Baker has recommended that Division I schools be allowed to enter into licensing deals directly with their athletes, essentially paying them to be school ambassadors. He suggested that the wealthiest schools be required to pay half of their athletes at least $30,000 per year. For a school like Texas, with some 700 athletes, that would be a sum of some $10 million.

Collectives, technically operating independently from the schools they serve, have sprung up across the country since the Indianapolis-based NCAA began allowing athletes to make money off their celebrity two years ago. The collectives—some 200 of them—seek donations from boosters, alumni and fans and then arrange opportunities for athletes to be paid for endorsements, public appearances, autograph-signing and posting branded content to their personal social media channels.

Experts said the collectives could be absorbed into athletic departments to provide some of the same services they do now or they could continue operating independently.

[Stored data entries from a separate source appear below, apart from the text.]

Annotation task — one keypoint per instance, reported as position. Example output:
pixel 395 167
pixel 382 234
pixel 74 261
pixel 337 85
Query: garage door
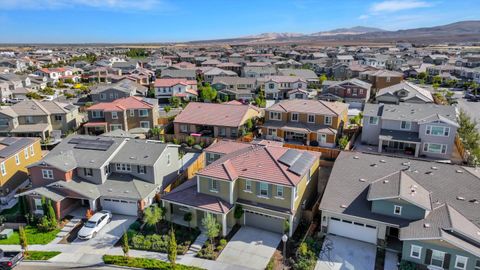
pixel 122 207
pixel 354 230
pixel 264 222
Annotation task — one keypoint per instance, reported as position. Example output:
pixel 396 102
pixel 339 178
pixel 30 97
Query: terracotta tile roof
pixel 122 104
pixel 214 114
pixel 258 162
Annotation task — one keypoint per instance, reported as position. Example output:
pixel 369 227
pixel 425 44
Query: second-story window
pixel 328 120
pixel 294 117
pixel 47 174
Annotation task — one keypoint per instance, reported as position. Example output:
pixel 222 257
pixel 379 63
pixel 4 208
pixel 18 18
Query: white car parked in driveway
pixel 94 225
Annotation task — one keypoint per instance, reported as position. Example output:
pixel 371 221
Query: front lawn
pixel 34 236
pixel 144 263
pixel 41 255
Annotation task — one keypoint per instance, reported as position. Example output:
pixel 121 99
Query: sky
pixel 141 21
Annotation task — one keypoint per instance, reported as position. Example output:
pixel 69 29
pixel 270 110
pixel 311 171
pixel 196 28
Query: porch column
pixel 417 149
pixel 224 224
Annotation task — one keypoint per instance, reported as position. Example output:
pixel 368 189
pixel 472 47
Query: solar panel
pixel 289 157
pixel 302 164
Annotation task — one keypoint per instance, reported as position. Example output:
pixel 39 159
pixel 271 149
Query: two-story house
pixel 32 118
pixel 310 122
pixel 117 174
pixel 16 154
pixel 427 211
pixel 225 120
pixel 134 114
pixel 122 89
pixel 167 88
pixel 270 183
pixel 415 129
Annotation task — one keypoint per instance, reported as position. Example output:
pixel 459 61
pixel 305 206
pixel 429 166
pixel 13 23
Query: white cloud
pixel 395 5
pixel 127 5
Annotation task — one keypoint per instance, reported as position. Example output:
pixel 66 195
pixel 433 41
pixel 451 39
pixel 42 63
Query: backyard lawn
pixel 34 236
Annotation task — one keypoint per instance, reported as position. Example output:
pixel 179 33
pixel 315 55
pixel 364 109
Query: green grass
pixel 41 255
pixel 144 263
pixel 33 237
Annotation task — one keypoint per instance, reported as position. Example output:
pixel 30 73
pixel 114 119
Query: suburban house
pixel 404 92
pixel 235 88
pixel 182 88
pixel 122 89
pixel 32 118
pixel 349 91
pixel 277 87
pixel 134 114
pixel 305 121
pixel 420 130
pixel 428 211
pixel 16 154
pixel 270 183
pixel 224 120
pixel 117 174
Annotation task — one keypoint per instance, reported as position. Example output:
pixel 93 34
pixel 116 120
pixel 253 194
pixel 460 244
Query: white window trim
pixel 395 207
pixel 419 251
pixel 465 263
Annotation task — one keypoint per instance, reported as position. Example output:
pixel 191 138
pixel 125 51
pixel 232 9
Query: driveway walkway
pixel 250 248
pixel 339 253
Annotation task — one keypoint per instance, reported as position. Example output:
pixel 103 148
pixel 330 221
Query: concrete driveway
pixel 109 234
pixel 250 248
pixel 346 254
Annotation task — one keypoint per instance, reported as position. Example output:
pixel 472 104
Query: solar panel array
pixel 91 144
pixel 302 164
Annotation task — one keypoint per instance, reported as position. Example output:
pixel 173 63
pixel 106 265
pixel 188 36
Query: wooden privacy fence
pixel 327 153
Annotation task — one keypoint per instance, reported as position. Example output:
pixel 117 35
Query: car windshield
pixel 90 224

Jason Belzer, founder of Student Athlete NIL, which operates several commercial collectives for schools across the country, said fund-raising by outside collectives would be unnecessary if athlete-targeted donations were allowed to be made directly to the school.

Corey Staniscia, director of the Fowler Ave Collective that backs USF athletics, said he would “welcome the day” when NIL work can be done through schools themselves.

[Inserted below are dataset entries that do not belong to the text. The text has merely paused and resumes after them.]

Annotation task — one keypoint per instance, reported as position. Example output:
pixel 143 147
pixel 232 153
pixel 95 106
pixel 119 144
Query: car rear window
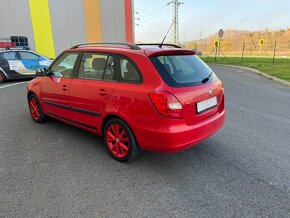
pixel 183 70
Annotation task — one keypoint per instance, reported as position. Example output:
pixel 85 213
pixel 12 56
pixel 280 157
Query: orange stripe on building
pixel 93 20
pixel 129 21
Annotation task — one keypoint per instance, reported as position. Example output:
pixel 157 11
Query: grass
pixel 280 69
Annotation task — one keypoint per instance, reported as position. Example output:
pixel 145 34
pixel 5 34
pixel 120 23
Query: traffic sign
pixel 216 43
pixel 221 33
pixel 262 41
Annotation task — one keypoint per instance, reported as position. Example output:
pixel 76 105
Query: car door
pixel 91 90
pixel 30 62
pixel 56 87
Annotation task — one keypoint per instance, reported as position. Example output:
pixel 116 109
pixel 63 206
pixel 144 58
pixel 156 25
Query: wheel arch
pixel 111 116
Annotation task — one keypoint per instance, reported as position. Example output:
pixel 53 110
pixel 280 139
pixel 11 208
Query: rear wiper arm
pixel 207 78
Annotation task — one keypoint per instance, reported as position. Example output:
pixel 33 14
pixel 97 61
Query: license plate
pixel 206 105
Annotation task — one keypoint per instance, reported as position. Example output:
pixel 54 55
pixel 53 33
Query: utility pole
pixel 176 4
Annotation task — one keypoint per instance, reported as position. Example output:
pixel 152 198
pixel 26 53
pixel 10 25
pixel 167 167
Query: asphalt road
pixel 57 170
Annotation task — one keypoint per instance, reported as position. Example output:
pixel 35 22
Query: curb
pixel 283 82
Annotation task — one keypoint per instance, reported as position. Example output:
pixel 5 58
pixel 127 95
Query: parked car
pixel 20 63
pixel 137 98
pixel 197 52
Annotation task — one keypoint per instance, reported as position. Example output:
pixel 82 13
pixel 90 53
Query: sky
pixel 201 18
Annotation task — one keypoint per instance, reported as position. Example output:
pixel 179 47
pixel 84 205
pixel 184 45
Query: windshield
pixel 183 70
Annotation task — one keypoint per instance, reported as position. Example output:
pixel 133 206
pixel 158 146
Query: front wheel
pixel 120 140
pixel 35 109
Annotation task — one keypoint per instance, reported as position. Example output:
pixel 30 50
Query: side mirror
pixel 41 72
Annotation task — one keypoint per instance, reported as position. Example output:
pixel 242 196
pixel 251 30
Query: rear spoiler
pixel 161 52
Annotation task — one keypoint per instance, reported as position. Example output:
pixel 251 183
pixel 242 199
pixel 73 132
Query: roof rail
pixel 157 44
pixel 131 46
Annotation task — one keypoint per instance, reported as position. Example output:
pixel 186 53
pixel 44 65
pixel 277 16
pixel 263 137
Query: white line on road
pixel 14 84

“Allow the institutions to contract with athletes even just for their rights of publicity to directly sell merch, co branded billboards and bobble heads for fans,” Staniscia posted on X. “That really isn’t moving mountains here. It’s not too difficult.”

Opendorse CEO Blake Lawrence, whose company partners with schools to help initiate, track and monitor NIL deals, said there will be a place for collectives in the environment proposed by Baker.

“Third-party compensation for NIL activities that are not controlled by the institution will exist,” Lawrence said. “It will be very hard to remove that element. I think there may be less pressure on the collectives in terms of how much they’re tasked with sourcing for athletes and their third-party payments. But they do not go away.”

Athletes.org co-founder Jim Cavale, whose organization seeks to give athletes a voice in plotting the future of college sports and an NIL pioneer as developer of the platform INFLCR, said collectives could be folded into the athletic departments not so much for fund-raising but instead to activate and service NIL deals.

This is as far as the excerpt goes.